Two years ago, Aging with Dignity launched the 500,000 Wishes campaign, an outreach program designed to raise
awareness of the need for advance care planning in minority communities. Funded by a $200,000 grant from the United Health Foundation, the campaign translated Five Wishes into 20 languages—including Arabic, Hindi, Hmong, Somali and Korean—and offered them for free. So far 250,000 have been distributed to individuals, community organizations, hospitals and hospices nationwide—halfway to the campaign’s goal of reaching a
half million minority Americans. “Having this type of document available in so many languages is a first,” Malley says.

“It’s written in a positive and loving light,” says Leslie Piet, RN, MA, CCM, a nurse case manager in Bel Air, Md., who distributes Five Wishes to her patients. In some cases, she reads
it aloud to patients. A passionate advocate for end-of-life planning, Piet was prompted by the 2005 Terri Schiavo right-to-die case to host a “living will party” for her family and friends. People gathered to discuss end-of-life choices and complete the Five Wishes document.

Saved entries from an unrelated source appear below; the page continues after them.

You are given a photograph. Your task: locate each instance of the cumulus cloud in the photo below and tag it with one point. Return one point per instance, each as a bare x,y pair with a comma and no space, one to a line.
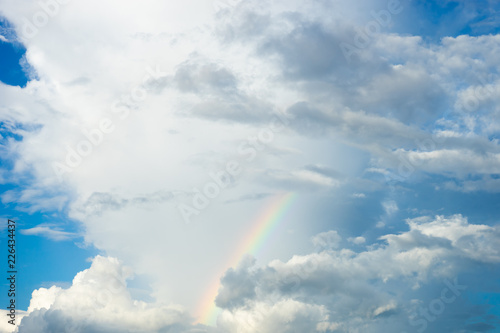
182,91
99,301
49,232
390,283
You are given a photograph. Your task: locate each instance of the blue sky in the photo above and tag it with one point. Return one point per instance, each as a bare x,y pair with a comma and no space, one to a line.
109,128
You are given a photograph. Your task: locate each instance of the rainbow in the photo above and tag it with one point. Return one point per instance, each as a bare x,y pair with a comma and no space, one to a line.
261,231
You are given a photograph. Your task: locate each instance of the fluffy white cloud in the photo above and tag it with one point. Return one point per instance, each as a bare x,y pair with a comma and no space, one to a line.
389,285
137,116
99,301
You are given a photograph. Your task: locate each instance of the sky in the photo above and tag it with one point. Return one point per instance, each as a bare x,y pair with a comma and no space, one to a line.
238,166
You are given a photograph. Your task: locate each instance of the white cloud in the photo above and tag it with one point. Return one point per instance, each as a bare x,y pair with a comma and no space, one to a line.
98,301
215,86
50,232
378,288
357,240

“[In our society,] we plan for bringing our children into this world. Now we need to get into the mindset of preparing for transition from this world,” she says. “When good end-of-life care is done well, patients and their families tend to be at greater peace.”

Positive Messages

To reach people from a variety of cultures, education about advance directives must be framed in a positive way, Piet emphasizes. “It’s not about the things you don’t want. It’s about what you do want.”
Most health care facilities are required by the federal Patient Self-Determination Act of 1990 to inform patients about their health care decision-making rights and ask if they have completed an advance directive. But too often this communication with patients becomes a checkbox item.

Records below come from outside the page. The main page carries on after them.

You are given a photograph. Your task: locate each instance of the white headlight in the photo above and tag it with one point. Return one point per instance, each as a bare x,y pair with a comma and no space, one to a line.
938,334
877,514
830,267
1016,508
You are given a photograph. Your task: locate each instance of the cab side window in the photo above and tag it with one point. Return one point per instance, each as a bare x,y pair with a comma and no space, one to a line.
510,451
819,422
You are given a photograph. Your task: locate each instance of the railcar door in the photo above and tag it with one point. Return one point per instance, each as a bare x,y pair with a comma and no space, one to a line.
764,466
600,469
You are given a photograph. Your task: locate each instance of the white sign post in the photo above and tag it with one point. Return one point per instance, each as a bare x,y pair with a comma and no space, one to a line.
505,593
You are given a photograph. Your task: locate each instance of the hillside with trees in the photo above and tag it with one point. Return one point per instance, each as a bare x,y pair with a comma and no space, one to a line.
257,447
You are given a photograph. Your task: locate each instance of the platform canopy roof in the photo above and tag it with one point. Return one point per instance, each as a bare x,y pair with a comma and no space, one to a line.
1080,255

“It needs to be about more than policy and procedure,” says Anna Terrell, MSN, RN, BC, a retired nurse in Kansas City, Missouri. “It takes some time to sit down with patients and discuss end-of-life care.”

Before her retirement, Terrell educated nurses on advance care planning, served on her hospital’s ethics committee and worked with the Center for Practical Bioethics in Kansas City to learn more about African Americans’ experiences with end-of-life care. She developed a script to use with hospital patients during the
admission summary process and tailored it to each patient’s needs, always mindful of their cultural and religious backgrounds.

“You have to be culturally knowledgeable about how to introduce the subject,” she says. “Many African Americans believe that if you bring up the subject of end-of-life care, you’re trying to rush the death.”

Misunderstandings can occur when doctors and nurses don’t consider the issue from their patients’ perspectives. Gloria Thomas Anderson, LMSW, a social worker in Kansas City, recalls how one of her elderly family members became upset and had to be restrained after a nurse asked if she had completed an advance directive.

“She interpreted that to mean that the hospital staff was trying to put her in a nursing home,” Anderson says. “She had avoided medical treatment for over 20 years, because she feared doctors and hospitals.”

After her relative calmed down, Anderson explained that the purpose of the document was not to put her away or to take things from her, but to make sure her family knew her wishes if she were not able to speak for herself. The woman agreed to complete an advance directive, giving one of her adult children power of attorney over her health care needs.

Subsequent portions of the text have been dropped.